France-Culture a organisé une rencontre à Paris, au Cabaret Sauvage, le samedi 11 octobre 2003. Plusieurs débats se sont déroulés autour du thème "L'artiste dans la cité". Un forum a été ouvert sur le site de France-Culture ou chacun a pu exprimer ses analyses, expériences ou témoignages sur ce thème. Je salue cette heureuse initiative de France-Culture propre à réveiller l'anesthésie générale ambiante.

Pour accéder à la page d'accueil du site de France-Culture, cliquez ici.

Pour accéder au dossier spécial au sein duquel vous pourez réécouter l'ensemble des débats, cliquez ici.

J'ai particulièrement apprécié l'intervention du philosophe Alain Finkielkraut.

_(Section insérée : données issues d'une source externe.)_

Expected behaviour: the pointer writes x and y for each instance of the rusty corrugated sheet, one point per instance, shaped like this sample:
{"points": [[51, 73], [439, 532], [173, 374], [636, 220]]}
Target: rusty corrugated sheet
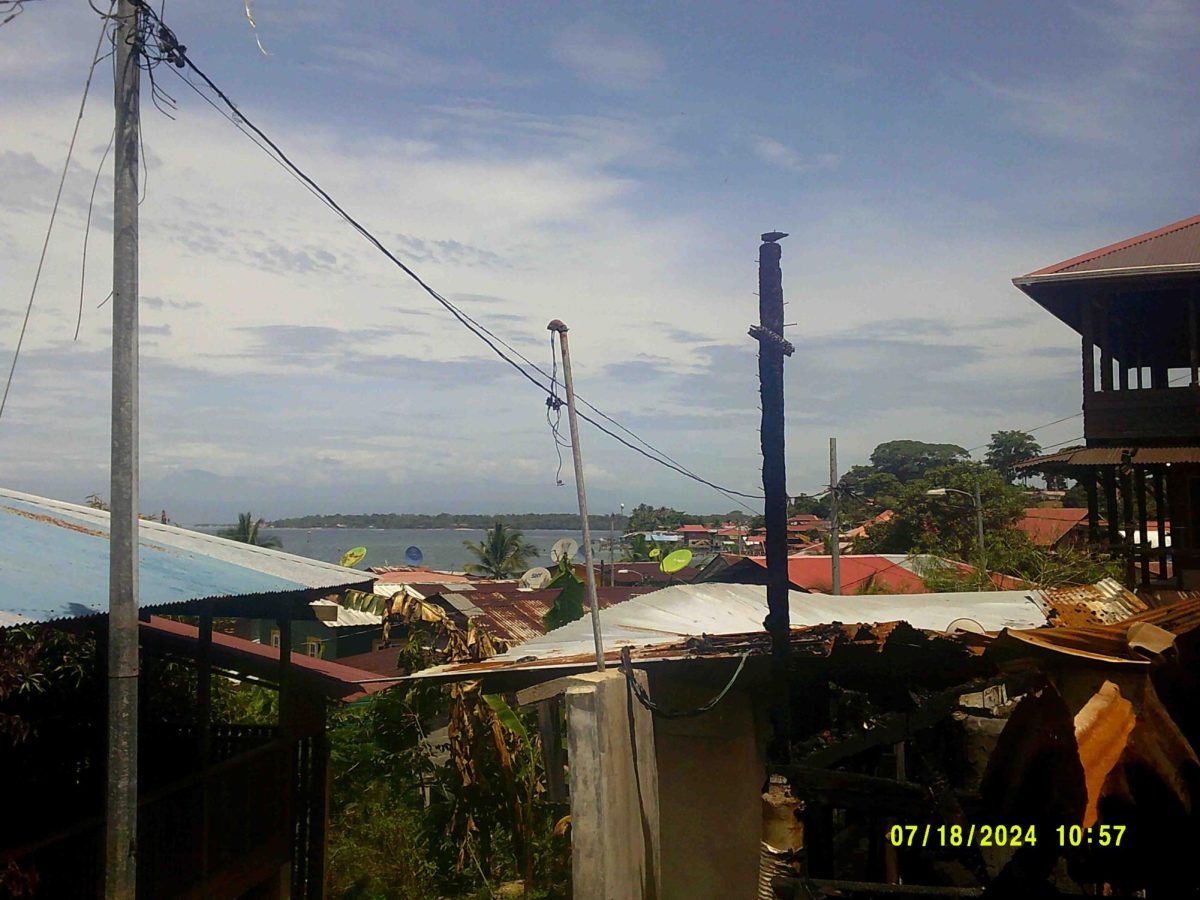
{"points": [[1177, 244], [1116, 456], [1102, 604]]}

L'intervention d'Alain Finkielkraut m'a motivé pour lui adresser une lettre, transmise par l'intermédiaire du site de France-Culture. Avant de lire cette lettre, il est souhaitable d'écouter au préalable son intervention du samedi 11 octobre. « Pour le philosophe Alain Finkielkraut, il est temps de savoir dissocier la place de l'art dans le monde et celle des artistes dans la cité ... » Pour écouter l'intervention d'Alain Finkielkraut, cliquez ici.

Je remercie Anne Brunel, rédactrice adjointe en chef et responsable du site de France-Culture qui m'a autorisé à citer un extrait de l'intervention de M.Finkielkraut (voir citations )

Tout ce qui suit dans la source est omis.